Re: [Lsf] Notes from the four separate IO track sessions at LSF/MM

2016-04-28 Thread James Bottomley
On Thu, 2016-04-28 at 16:19 +, Knight, Frederick wrote:
> There are multiple possible situations being intermixed in this
> discussion.  First, I assume you're talking only about random access
> devices (if you try transport level error recover on a sequential
> access device - tape or SMR disk - there are lots of additional
> complexities).

Tape figured prominently in the reset discussion.  Resetting beyond the
LUN has the possibility to cause grave impact to long running jobs
(mostly on tapes).

> Failures can occur at multiple places:
> a) Transport layer failures that the transport layer is able to
> detect quickly;
> b) SCSI device layer failures that the transport layer never even
> knows about.
> 
> For (a) there are two competing goals.  If a port drops off the
> fabric and comes back again, should you be able to just recover and
> continue.  But how long do you wait during that drop?  Some devices
> use this technique to "move" a WWPN from one place to another.  The
> port drops from the fabric, and a short time later, shows up again
> (the WWPN moves from one physical port to a different physical port).
> There are FC driver layer timers that define the length of time
> allowed for this operation.  The goal is fast failover, but not too
> fast - because too fast will break this kind of "transparent
> failover".  This timer also allows for the "OH crap, I pulled the
> wrong cable - put it back in; quick" kind of stupid user bug.

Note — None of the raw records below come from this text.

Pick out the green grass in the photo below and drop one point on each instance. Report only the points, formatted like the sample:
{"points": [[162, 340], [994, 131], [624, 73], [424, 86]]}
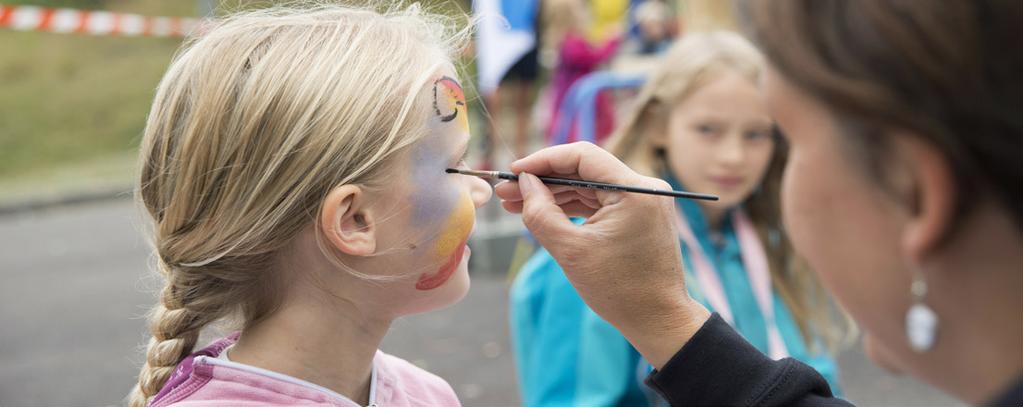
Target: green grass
{"points": [[69, 99], [71, 102]]}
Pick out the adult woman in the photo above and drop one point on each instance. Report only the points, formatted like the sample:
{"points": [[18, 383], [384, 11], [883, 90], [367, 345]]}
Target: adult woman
{"points": [[902, 191], [700, 121]]}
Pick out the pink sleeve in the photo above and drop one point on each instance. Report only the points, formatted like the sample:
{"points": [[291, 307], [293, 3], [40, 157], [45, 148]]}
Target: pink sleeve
{"points": [[577, 53]]}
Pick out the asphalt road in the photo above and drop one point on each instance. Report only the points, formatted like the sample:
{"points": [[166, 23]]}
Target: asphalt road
{"points": [[75, 285]]}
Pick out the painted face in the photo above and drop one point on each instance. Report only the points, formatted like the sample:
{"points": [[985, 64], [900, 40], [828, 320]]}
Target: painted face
{"points": [[719, 139], [444, 204]]}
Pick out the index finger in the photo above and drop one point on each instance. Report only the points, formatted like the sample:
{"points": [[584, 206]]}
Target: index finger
{"points": [[581, 160]]}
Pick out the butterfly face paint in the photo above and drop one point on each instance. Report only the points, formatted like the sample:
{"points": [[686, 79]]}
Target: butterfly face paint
{"points": [[443, 206]]}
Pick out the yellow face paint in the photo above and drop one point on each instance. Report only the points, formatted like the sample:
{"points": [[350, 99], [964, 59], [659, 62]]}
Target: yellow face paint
{"points": [[450, 242], [449, 102]]}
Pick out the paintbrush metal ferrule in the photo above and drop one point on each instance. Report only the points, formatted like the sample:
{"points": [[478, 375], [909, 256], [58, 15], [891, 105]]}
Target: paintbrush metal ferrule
{"points": [[475, 173], [583, 184]]}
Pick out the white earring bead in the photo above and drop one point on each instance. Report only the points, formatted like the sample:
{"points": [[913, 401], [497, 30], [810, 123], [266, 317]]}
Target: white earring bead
{"points": [[921, 320]]}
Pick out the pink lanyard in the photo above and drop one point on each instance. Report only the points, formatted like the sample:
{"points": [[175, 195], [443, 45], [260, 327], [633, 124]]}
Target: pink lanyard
{"points": [[757, 269]]}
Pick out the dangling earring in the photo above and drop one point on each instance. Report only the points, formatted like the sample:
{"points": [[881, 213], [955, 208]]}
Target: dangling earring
{"points": [[921, 321]]}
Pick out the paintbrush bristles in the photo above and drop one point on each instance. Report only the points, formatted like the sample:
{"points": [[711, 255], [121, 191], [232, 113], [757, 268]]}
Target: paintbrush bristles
{"points": [[475, 173]]}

I think we already have this sorted out with the dev loss timeout which
is implemented in the transport.  It's the grace period you have before
we act on a path loss.

> For (b) the transport never has a failure.  A LUN (or a group of
> LUNs) have an ALUA transition from one set of ports to a different
> set of ports.  Some of the LUNs on the port continue to work just
> fine, but others enter ALUA TRANSITION state so they can "move" to a
> different part of the hardware.  After the move completes, you now
> have different sets of optimized and non-optimized paths (or possible
> standby, or unavailable).  The transport will never even know this
> happened.  This kind of "failure" is handled by the SCSI layer
> drivers.

OK, so ALUA did come up as well, I just forgot.  Perhaps I should back
off a bit and give the historical reasons why dm became our primary
path failover system.  It's because for the first ~15 years of Linux we
had no separate transport infrastructure in SCSI (and, to be fair, T10
didn't either).  In fact, all scsi drivers implemented their own
variants of transport stuff.  This meant there was intial pressure to
make the transport failover stuff driver specific and the answer to
that was a resounding "hell no!" so dm (and md) became the de-facto
path failover standard because there was nowhere else to put it.  The
transport infrastructure didn't really become mature until 2006-2007,
well after this decision was made.  However, now we have transport
infrastructure the question of whether we can use it for path failover
isn't unreasonable.  If we abstract it correctly, it could become a
library usable by all our current transports, so we might only need a
single implementation.

For ALUA specifically (and other weird ALUA like implementations), the
handling code actually sits in drivers/scsi/device-handler, so it could
also be used by the transport code to make path decisions.  The point
here is that even if we implement path failover at the transport level,
we do have more than the information available that the transport
should strictly know to make the failover decision.

James


--
To unsubscribe from this list: send the line "unsubscribe linux-scsi" in
the body of a message to majord...@vger.kernel.org
More majordomo info at  http://vger.kernel.org/majordomo-info.html


Re: [Lsf] Notes from the four separate IO track sessions at LSF/MM

2016-04-28 Thread Bart Van Assche
Hello Fred,

Your feedback is very useful, but please note that in my e-mail I used
the phrase "transport layer" to refer to the code in the Linux kernel in
which the fast_io_fail_tmo functionality has been implemented. The
following commit message from 10 years ago explains why the
fast_io_fail_tmo and dev_loss_tmo mechanisms have been implemented:

---
commit 0f29b966d60e9a4f5ecff9f3832257b38aea4f13
Author: James Smart <james.sm...@emulex.com>
Date:   Fri Aug 18 17:33:29 2006 -0400

[SCSI] FC transport: Add dev_loss_tmo callbacks, and new fast_io_fail_tmo 
w/ callback

This patch adds the following functionality to the FC transport:

- dev_loss_tmo LLDD callback :
  Called to essentially confirm the deletion of an rport. Thus, it is
  called whenever the dev_loss_tmo fires, or when the rport is deleted
  due to other circumstances (module unload, etc).  It is expected that
  the callback will initiate the termination of any outstanding i/o on
  the rport.

- fast_io_fail_tmo and LLD callback:
  There are some cases where it may take a long while to truly determine
  device loss, but the system is in a multipathing configuration that if
  the i/o was failed quickly (faster than dev_loss_tmo), it could be
  redirected to a different path and completed sooner.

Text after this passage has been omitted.